The researchers used a technique developed by Kyoto University scientist Shinya Yamanaka, in which they introduced a virus into the skin cells that prompted the cells to activate four dormant genes that are normally active only during early cell development.
Yamanaka and his colleagues first demonstrated the technique in mice in 2006, and then in humans in November. But until now, scientists weren’t sure that it would work in very elderly patients or in patients with a genetic disease like ALS.
“We think that as one gets older, genes get less flexible — the mindset was, if you got really old, [the cells] might not respond to such reprogramming,” said biochemist Lucie Bruijn, science director of the ALS Association, who was not involved in the study.
But in a study published Thursday in the journal Science, Eggan, along with Columbia University researcher Christopher Henderson and their colleagues, were able to successfully use the technique on cells taken from 82-year-old and 89-year-old ALS patients. The patients had a mild form of the disease, caused by a specific gene responsible for about 2 percent of all ALS cases.
The holy grail of stem cell research has long been tissue replacement therapy — growing healthy cells in the lab, such as motor neurons for ALS patients, which could then be transplanted back into patients to replace their diseased cells.

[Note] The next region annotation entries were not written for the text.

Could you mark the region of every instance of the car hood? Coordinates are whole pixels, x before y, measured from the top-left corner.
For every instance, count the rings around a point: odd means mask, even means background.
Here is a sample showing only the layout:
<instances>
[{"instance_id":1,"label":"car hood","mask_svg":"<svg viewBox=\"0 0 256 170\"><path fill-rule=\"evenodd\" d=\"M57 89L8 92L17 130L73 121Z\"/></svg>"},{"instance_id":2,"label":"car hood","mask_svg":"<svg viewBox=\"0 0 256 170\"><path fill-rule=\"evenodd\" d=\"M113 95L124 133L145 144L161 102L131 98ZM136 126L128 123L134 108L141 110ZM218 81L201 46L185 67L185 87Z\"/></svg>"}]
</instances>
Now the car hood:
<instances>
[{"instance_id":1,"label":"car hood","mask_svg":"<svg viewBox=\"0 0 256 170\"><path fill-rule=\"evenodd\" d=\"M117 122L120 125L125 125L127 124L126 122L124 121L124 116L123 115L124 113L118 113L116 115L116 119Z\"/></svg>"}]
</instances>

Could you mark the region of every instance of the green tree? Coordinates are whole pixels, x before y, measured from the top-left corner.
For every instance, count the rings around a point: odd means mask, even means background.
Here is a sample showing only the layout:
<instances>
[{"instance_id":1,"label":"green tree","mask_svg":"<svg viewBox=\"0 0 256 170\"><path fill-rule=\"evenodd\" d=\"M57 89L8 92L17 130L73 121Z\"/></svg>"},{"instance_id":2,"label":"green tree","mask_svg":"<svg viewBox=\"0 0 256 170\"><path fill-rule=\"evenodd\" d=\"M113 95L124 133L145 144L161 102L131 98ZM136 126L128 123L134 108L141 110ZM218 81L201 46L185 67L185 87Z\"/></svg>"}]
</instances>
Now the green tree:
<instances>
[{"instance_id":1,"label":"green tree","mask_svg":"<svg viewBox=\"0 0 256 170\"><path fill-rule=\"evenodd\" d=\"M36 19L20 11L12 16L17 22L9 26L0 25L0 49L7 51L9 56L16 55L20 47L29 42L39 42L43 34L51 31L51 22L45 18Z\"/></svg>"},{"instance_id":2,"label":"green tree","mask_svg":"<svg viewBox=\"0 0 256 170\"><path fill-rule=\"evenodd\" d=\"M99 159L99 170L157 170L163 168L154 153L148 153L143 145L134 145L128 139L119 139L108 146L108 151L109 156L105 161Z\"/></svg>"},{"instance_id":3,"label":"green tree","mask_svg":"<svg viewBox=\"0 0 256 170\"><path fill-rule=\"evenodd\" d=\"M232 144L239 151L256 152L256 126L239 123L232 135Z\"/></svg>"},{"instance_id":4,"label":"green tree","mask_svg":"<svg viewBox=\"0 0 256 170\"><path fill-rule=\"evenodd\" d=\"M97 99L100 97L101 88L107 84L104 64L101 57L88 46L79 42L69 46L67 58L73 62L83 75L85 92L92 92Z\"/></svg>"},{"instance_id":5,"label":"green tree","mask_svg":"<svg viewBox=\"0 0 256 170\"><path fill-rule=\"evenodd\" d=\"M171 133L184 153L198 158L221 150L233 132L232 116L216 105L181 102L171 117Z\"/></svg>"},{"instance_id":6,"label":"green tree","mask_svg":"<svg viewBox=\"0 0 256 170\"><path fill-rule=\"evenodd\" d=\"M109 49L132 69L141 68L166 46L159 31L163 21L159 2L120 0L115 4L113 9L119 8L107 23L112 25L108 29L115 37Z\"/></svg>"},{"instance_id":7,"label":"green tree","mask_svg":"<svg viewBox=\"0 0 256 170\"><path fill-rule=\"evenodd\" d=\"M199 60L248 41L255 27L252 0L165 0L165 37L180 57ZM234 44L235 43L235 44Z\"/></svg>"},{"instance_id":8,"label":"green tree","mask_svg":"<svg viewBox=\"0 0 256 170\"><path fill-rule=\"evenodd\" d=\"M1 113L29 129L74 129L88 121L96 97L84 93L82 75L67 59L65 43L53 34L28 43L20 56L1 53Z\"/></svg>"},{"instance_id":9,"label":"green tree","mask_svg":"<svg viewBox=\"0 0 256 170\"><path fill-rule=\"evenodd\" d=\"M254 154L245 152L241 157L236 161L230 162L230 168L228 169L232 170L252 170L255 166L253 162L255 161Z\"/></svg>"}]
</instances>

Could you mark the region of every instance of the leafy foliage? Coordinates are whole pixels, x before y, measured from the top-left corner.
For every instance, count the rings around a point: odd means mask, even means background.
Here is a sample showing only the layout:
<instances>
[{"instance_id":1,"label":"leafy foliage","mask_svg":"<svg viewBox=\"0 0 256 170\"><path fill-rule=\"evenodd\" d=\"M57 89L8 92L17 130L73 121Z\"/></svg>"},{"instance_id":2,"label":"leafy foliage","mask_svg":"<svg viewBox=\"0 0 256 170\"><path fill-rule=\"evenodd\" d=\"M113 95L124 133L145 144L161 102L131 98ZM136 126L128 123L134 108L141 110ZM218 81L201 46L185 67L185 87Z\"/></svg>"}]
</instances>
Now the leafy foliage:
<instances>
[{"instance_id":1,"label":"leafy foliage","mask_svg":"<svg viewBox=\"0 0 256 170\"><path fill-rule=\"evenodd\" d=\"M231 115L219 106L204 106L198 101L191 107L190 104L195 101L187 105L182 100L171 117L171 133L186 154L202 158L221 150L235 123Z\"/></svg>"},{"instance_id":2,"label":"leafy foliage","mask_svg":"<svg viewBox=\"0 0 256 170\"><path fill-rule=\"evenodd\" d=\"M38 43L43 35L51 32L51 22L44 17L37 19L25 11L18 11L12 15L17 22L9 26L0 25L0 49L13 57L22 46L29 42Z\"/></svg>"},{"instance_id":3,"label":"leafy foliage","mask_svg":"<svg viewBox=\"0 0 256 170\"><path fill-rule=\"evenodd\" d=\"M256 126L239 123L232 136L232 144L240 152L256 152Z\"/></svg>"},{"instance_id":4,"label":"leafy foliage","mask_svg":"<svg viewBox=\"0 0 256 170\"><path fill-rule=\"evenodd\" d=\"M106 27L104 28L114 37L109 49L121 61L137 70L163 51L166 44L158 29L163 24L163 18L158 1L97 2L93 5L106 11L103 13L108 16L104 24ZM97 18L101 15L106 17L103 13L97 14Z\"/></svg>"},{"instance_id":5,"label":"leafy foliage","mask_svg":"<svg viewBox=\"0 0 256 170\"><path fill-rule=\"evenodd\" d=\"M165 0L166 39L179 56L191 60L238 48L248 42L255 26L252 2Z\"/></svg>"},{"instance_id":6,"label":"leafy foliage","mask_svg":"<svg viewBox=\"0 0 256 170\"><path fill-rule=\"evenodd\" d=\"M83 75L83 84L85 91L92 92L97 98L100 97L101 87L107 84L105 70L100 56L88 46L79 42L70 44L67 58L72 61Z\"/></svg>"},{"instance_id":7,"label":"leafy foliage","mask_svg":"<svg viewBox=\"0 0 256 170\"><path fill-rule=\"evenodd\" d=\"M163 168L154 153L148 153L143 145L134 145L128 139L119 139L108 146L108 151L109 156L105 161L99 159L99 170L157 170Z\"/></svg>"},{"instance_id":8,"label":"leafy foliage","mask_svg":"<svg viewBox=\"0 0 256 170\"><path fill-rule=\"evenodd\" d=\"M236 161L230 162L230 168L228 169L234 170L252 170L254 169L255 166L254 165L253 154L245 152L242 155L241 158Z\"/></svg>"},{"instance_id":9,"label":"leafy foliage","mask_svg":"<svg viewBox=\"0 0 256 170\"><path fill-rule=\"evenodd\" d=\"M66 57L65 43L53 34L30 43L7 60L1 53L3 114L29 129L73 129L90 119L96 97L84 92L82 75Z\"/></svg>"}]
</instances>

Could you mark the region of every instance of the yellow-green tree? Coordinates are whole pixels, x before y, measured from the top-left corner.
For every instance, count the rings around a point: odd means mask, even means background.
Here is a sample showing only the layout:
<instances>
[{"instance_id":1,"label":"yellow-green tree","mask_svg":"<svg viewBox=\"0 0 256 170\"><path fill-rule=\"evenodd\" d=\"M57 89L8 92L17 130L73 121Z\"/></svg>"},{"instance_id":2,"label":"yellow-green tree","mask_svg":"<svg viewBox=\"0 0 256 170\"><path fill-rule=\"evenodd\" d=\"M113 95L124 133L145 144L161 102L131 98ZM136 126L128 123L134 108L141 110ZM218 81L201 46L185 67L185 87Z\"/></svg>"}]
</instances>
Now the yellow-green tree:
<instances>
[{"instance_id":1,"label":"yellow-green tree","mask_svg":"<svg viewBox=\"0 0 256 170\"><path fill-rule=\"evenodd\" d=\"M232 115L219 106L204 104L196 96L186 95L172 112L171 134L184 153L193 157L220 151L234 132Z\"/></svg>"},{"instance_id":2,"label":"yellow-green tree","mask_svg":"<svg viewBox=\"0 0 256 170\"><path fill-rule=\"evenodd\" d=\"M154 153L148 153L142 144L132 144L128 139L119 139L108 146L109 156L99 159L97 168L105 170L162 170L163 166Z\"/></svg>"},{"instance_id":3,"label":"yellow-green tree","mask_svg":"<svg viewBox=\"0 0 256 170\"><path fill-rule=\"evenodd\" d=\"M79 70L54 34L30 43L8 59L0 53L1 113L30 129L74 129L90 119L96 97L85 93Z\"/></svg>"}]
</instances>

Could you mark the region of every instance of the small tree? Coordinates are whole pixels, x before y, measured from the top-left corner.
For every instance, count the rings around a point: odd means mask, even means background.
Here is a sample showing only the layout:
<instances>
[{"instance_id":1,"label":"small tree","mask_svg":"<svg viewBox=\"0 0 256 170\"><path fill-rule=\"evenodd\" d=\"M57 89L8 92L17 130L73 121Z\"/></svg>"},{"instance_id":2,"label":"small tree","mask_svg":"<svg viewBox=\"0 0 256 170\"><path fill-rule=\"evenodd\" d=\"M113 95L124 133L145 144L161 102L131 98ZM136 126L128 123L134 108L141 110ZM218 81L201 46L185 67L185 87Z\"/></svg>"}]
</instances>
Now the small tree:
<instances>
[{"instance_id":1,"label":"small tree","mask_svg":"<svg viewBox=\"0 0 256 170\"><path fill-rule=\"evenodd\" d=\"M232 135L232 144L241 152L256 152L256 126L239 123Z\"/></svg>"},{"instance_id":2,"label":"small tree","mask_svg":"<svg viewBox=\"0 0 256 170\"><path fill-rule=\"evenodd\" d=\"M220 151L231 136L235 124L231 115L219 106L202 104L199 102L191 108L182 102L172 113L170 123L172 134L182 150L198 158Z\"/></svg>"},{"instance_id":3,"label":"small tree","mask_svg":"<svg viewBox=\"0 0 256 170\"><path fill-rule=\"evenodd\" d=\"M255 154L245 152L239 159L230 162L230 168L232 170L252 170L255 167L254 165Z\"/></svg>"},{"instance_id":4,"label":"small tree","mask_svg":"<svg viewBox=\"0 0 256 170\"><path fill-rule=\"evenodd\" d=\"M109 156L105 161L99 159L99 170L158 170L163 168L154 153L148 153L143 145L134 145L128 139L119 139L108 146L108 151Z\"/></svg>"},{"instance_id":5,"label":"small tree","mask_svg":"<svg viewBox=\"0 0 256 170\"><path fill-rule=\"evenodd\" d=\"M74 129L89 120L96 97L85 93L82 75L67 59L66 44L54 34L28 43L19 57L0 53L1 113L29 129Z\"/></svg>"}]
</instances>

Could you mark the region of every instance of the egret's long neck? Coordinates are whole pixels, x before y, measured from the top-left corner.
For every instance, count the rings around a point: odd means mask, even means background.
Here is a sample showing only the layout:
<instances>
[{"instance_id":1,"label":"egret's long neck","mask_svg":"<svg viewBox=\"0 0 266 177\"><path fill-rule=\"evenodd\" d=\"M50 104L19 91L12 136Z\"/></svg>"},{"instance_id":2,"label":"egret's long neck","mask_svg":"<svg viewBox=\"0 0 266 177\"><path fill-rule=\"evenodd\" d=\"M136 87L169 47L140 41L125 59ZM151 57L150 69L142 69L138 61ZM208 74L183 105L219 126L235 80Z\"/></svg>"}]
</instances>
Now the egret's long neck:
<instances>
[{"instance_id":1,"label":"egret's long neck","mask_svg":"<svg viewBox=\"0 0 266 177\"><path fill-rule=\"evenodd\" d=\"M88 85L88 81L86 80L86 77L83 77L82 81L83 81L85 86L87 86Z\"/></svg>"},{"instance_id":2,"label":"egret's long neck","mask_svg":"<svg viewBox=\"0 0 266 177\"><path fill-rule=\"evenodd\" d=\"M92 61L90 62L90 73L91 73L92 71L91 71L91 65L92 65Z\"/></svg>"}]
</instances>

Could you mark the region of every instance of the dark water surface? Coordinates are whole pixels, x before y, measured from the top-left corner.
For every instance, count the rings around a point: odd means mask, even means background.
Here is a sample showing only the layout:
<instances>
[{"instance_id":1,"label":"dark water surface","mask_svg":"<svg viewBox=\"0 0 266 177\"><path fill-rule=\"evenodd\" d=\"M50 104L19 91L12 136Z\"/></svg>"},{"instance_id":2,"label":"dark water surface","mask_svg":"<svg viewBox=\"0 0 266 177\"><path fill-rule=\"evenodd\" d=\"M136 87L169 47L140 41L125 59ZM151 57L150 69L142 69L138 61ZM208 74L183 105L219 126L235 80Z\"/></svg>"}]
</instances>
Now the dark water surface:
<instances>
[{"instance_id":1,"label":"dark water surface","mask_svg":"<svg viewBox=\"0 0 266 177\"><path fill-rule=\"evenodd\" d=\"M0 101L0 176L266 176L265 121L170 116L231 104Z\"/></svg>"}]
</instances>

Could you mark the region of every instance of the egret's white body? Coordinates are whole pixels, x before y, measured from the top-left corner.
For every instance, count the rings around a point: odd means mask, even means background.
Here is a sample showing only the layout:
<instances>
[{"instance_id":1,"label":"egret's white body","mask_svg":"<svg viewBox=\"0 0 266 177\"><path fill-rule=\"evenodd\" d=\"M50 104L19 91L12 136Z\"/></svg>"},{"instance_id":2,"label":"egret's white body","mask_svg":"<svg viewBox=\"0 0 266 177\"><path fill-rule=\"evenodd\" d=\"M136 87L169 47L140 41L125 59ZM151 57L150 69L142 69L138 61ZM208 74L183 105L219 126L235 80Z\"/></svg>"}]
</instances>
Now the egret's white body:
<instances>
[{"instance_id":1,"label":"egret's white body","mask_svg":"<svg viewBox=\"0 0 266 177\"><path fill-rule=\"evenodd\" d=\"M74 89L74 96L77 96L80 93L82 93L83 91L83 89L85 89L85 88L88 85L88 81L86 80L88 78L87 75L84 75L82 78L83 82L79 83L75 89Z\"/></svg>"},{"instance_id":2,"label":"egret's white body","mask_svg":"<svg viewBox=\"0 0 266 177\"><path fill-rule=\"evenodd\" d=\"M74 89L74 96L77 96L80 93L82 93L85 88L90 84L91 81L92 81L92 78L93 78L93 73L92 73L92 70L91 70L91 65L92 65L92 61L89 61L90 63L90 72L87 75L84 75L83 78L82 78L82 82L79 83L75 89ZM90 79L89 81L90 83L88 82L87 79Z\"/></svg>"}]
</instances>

But Eggan cautioned that that application is still a long way away. For one thing, scientists believe that the virus used in the reprogramming technique could lead to genetic mutations that could cause cancer.
Instead, Eggan said, the more immediate benefit of the new work is that it will give researchers access to motor neurons with ALS — something that they didn’t have before, because motor neurons are buried deep in patients’ spinal cord. Now, they’ll be able to directly observe what happens to the neurons as they deteriorate.
“This will take the study of the disease out of the patients, where it’s very difficult, and into the petri dish,” Eggan said.
The researchers’ next step is to prove that the motor neurons will in fact deteriorate in the petri dish. They’re planning to use the same technique to grow motor neurons from healthy subjects, and then compare those healthy cells to the ones grown from ALS patients.